From a high-level perspective, in order to meet the 5G requirements, service providers have essentially three knobs to use:
a) Increased and better utilization of spectrum
b) Equipment with higher spectral efficiency (or how many bits per second of data can be modulated in a Hz of spectrum)
c) Network density (or number of antennas per unit of area)
Once again, different carriers and different deployments will optimize these knobs in different ways, but historically the densification has been by far the most efficient contributor for wireless capability, with an impact roughly 100 times higher than the other two. Even with today’s improvements on wireless equipment’s spectral efficiency and current actions by many governments to make more spectrum available, the gap in performance expectation from 4G to 5G is such that it is widely accepted in the industry that a significant increase in network density is required to bring true 5G to reality.
In addition, carriers across the globe are realizing that this need to deploy more antennas (both macro and small cells) and antennas closer to customers makes it almost an obvious choice to build an optical access network with capacity and architecture optimized to handle all traffic independently, if final connection will be through a fixed or a wireless connection. This convergence of optical + wireless in the access network is a trend that is now being significantly accelerated by the 5G catalyst.
It is true, however, that while steady expansion of fiber coverage is observed in many countries, barriers still exist including the lack of policy on access to poles in high density areas, and the high cost of deploying infrastructure in geographically challenging areas. Moreover, there are ongoing debates on the optimum approach to bring the optical signal to all these new radios. In some cases, carriers and system vendors are trying to leverage the evolution of the PON (passive optical network) architecture broadly used in FTTx deployments (in particular NGPON2), even if that ends up requiring a reduction in the split ratio. Another line of thought that seems to be dominating the initial deployments is realizing that in locations where there is no fiber installed yet and new cable has to be deployed anyway, a point-to-point architecture may provide a more robust optical infrastructure. This is less dependent on the evolution of the electronics and capable of bringing that optical capacity to the edge of the network, not only for 5G radios, but also for what may come next.

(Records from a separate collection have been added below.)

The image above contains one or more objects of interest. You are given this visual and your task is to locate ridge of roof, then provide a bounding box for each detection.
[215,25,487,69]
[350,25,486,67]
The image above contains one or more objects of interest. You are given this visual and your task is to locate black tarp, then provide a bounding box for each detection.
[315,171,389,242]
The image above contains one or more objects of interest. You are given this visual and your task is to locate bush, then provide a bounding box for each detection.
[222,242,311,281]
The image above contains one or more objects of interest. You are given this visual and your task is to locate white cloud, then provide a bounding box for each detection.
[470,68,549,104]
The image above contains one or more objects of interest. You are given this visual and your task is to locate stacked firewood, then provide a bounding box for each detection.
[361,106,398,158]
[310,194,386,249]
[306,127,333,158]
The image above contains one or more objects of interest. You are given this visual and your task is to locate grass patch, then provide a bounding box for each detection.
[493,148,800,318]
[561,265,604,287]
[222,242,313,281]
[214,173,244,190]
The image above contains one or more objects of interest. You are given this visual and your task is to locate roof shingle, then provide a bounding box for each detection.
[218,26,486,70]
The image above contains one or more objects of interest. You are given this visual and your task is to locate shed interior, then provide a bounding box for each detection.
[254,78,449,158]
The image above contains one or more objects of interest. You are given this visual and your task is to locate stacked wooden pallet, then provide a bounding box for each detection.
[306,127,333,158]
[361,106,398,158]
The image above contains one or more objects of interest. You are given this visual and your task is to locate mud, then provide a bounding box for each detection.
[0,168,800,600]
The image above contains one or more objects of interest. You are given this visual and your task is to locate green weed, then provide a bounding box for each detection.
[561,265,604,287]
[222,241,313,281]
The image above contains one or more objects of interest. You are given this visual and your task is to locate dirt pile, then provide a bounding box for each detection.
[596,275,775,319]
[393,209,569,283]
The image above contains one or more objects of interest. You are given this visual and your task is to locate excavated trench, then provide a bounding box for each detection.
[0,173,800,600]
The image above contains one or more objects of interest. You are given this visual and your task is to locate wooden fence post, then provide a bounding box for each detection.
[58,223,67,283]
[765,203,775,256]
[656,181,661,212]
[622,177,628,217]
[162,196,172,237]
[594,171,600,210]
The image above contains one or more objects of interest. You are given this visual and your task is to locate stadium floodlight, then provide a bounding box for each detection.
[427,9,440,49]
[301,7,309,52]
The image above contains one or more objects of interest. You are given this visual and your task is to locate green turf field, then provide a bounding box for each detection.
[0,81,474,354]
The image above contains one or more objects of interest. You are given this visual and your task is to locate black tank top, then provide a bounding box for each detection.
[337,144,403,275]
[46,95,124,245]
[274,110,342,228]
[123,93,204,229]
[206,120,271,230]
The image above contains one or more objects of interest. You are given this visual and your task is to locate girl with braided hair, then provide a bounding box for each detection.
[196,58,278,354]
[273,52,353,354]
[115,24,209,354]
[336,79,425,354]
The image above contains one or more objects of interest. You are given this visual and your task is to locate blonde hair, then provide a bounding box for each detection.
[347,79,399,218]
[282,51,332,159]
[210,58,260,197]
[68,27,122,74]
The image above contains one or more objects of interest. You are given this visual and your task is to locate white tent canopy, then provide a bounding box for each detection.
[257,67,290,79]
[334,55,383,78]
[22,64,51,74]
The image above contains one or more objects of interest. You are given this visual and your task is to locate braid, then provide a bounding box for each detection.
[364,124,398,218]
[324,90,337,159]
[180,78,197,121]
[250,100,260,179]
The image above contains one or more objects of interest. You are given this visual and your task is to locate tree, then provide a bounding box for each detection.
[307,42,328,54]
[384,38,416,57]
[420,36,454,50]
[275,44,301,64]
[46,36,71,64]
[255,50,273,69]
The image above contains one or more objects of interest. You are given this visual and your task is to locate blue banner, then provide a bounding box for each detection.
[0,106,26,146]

It is becoming clear for carriers that this is a unique opportunity to make the last investment in network infrastructure, thus reducing the risk of more civil work cost for future upgrades. These are key focus areas where the industry needs breakthrough innovation. Solutions should not be adapted, but instead designed from the beginning with a converged architecture in mind, even enabling the co-deployment of PON and Pt-to-Pt such that cost and speed of installation are significantly reduced.

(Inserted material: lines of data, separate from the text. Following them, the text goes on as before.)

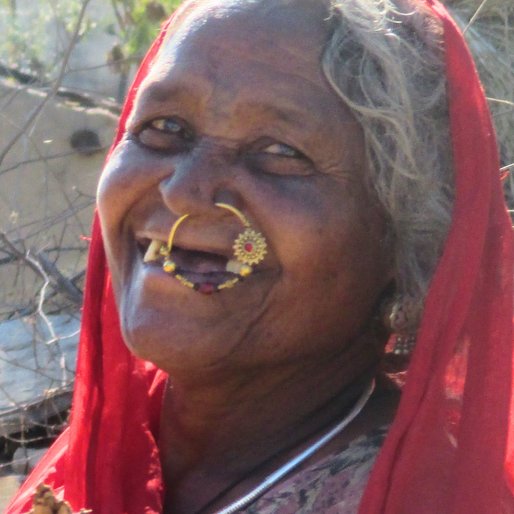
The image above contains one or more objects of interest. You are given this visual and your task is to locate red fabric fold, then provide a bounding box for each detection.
[6,0,514,514]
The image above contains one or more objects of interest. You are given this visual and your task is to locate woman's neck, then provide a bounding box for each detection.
[159,342,382,514]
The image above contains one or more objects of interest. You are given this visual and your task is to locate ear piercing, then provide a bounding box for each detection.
[160,202,267,294]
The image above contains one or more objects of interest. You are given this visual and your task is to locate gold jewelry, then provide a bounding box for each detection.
[160,202,267,294]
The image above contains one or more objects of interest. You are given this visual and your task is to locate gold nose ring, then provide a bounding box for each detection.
[161,202,267,294]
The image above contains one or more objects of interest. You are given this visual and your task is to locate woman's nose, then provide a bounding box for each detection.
[159,148,238,215]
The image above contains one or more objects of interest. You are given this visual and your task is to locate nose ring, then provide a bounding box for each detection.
[161,202,267,294]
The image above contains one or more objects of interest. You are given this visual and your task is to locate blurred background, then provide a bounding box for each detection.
[0,0,508,511]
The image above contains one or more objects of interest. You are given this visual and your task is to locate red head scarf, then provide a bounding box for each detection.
[7,0,514,514]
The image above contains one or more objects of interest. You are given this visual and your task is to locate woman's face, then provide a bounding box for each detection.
[98,1,391,372]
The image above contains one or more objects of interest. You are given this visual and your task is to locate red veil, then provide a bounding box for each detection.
[6,0,514,514]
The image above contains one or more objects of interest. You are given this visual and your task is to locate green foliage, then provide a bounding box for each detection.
[0,0,181,80]
[0,0,94,78]
[112,0,182,60]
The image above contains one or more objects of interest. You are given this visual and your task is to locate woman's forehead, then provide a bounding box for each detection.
[158,0,329,58]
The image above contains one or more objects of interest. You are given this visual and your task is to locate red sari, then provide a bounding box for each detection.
[6,0,514,514]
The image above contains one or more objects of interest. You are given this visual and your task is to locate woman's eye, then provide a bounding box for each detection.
[263,143,303,159]
[149,118,187,135]
[247,140,315,176]
[137,114,194,153]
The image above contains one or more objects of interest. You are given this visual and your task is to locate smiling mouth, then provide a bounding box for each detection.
[137,239,248,294]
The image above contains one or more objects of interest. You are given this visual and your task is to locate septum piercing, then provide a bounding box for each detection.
[159,202,267,294]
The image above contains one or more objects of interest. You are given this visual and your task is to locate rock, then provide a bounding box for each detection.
[0,315,80,436]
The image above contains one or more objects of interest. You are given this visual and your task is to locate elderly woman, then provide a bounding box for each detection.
[7,0,514,514]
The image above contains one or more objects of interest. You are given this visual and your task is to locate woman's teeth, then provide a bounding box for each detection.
[143,239,164,262]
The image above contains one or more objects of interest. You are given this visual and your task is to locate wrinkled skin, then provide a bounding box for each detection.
[98,0,392,512]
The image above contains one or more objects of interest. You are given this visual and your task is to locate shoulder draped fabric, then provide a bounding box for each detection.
[6,0,514,514]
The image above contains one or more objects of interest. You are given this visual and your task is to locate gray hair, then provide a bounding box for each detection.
[322,0,453,330]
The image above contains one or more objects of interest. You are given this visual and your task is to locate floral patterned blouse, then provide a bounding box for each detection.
[239,427,387,514]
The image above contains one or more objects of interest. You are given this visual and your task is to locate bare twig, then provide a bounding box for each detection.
[35,251,82,306]
[0,0,91,165]
[462,0,489,34]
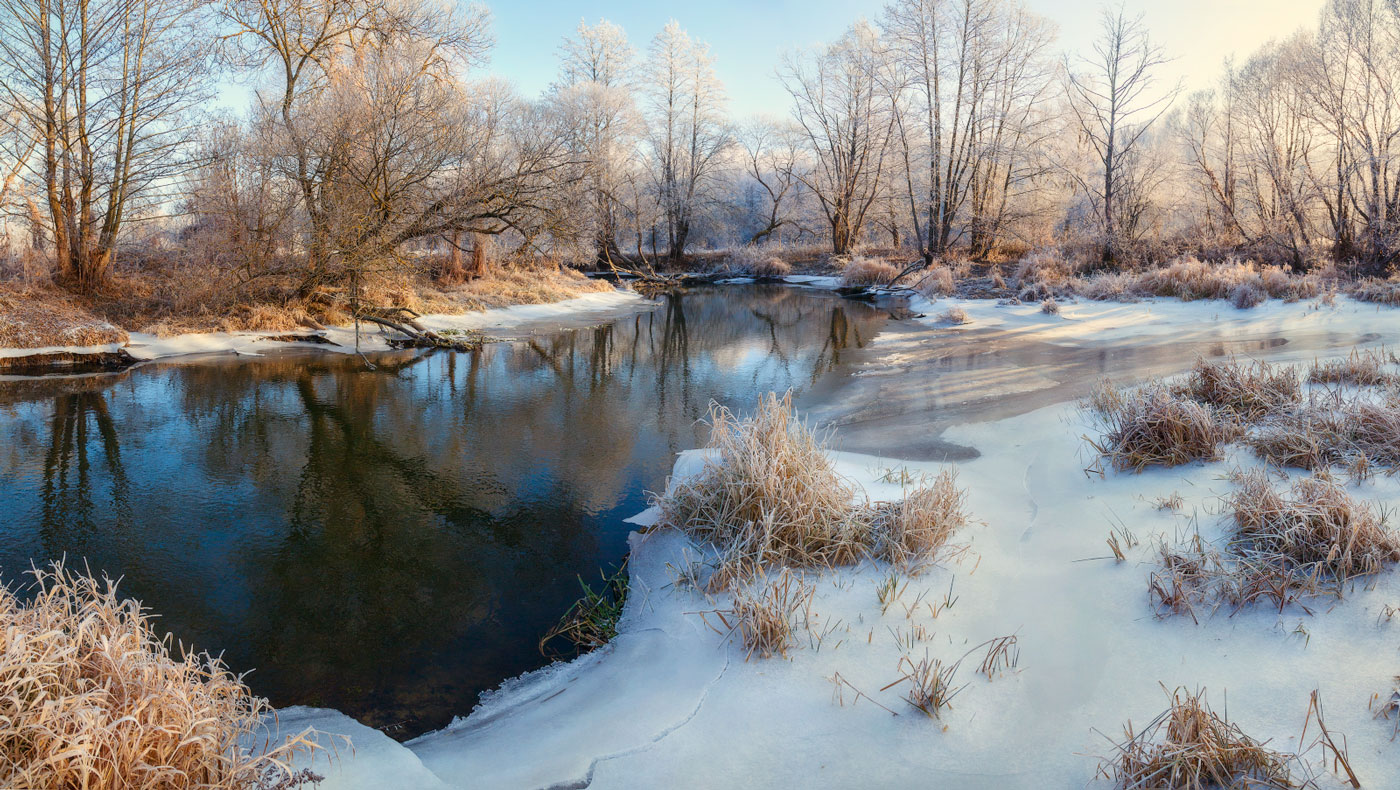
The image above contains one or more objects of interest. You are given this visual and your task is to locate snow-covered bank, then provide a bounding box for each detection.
[392,405,1400,789]
[0,343,125,359]
[117,291,647,360]
[243,291,1400,790]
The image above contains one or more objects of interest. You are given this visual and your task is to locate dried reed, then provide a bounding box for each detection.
[1086,382,1239,471]
[1099,688,1312,790]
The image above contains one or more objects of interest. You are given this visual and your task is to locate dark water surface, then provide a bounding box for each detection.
[0,286,886,738]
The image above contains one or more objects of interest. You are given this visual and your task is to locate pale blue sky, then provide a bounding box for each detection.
[218,0,1322,118]
[487,0,1322,116]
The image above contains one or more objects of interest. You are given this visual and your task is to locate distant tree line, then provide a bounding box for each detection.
[0,0,1400,293]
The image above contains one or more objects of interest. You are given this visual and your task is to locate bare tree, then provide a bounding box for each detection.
[738,119,806,244]
[1065,6,1180,265]
[643,20,729,263]
[882,0,1051,262]
[220,0,491,284]
[0,0,209,293]
[780,21,896,255]
[550,20,637,265]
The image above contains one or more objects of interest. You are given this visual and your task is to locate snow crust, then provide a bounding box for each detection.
[244,706,448,790]
[410,414,1400,789]
[117,291,645,360]
[263,298,1400,790]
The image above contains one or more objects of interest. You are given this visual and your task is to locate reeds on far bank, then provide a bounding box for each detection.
[1088,382,1239,472]
[0,564,319,790]
[652,394,967,591]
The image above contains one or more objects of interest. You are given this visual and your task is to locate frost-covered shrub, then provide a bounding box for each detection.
[749,255,792,277]
[1088,381,1238,472]
[841,255,899,286]
[1015,249,1075,287]
[916,266,955,298]
[0,564,319,790]
[938,307,972,324]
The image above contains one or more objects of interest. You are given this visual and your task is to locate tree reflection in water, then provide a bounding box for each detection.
[0,286,883,737]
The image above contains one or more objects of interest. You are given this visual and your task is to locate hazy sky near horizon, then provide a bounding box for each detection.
[216,0,1323,120]
[487,0,1323,118]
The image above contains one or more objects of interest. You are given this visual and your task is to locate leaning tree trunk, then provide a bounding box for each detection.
[466,233,491,279]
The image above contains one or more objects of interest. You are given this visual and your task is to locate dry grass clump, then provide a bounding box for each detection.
[715,569,816,658]
[436,265,613,312]
[1347,276,1400,305]
[914,266,958,298]
[1086,382,1239,472]
[1014,249,1078,289]
[652,392,967,591]
[1173,357,1302,420]
[0,286,127,349]
[749,255,792,277]
[841,255,899,286]
[1229,282,1268,310]
[938,307,972,324]
[721,247,792,277]
[881,651,967,719]
[1068,256,1324,310]
[0,564,319,790]
[1308,349,1396,387]
[1099,688,1312,790]
[655,392,869,588]
[869,469,967,567]
[1249,396,1400,478]
[1148,471,1400,619]
[1225,471,1400,585]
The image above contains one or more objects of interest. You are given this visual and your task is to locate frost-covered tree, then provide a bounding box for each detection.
[780,21,897,255]
[643,20,731,262]
[550,20,637,265]
[1064,6,1180,265]
[881,0,1051,262]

Moving even further into this concept of 5G as a catalyst for broader transformation of the telecom infrastructure, we can now see that this new converged optical-wireless access network is also the high capacity fabric connecting the computing infrastructure being built in the hyper scale datacenters. It is with the capable computers we carry in our pockets and the edge computing capabilities that are starting to be implemented by carriers. This combination of centralized and distributed computing capabilities is a silent evolution with potential to be historically even more impactful than the transition from mainframe computers to personal computers from few decades ago - a transition that created industries and changed the world.